Shades of Summer — Hovering around fires and heaters, shivering with frost-nipped fingertips, our scarves, gloves, and bulky coats piled up in chairs near the door, barely ten hours of sunlight a day, we are in the thick of Winter now. But I’m remembering a warm sunny day at the opposite end of the Season.  It was a day in High Summer when Marc Goff invited us to visit his Garden after Services. There we found tall Sunflowers ten feet tall and covered with beautiful terracotta and velvety-black Monarch butterflies.  Maybe twenty or more at a time rested on the flowers sipping nectar.  When they’d had their fill they lifted
effortlessly into the blue west Texas sky and sailed away. In the midst our unusually harsh summer it was amazing to see these graceful Wind Gods (and Goddesses) looking so fit.
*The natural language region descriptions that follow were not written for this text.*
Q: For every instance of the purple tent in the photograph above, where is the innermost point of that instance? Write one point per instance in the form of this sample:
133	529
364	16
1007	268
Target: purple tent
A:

Watching the butterflies, I thought about their journey, from a tiny egg on a milkweed leaf, to caterpillar, to chrysalis and complete metamorphosis into this heart-breakingly beautiful creature, on its way to winter in the mountains in Mexico, a land where it had never been and it is easy to see how butterflies have come to symbolize rebirth.

May we all feel something of a rebirth this season as we inexorably move toward Spring, and may we find within ourselves the Courage to truly have Unconditional Friendliness for ourselves and for all living beings.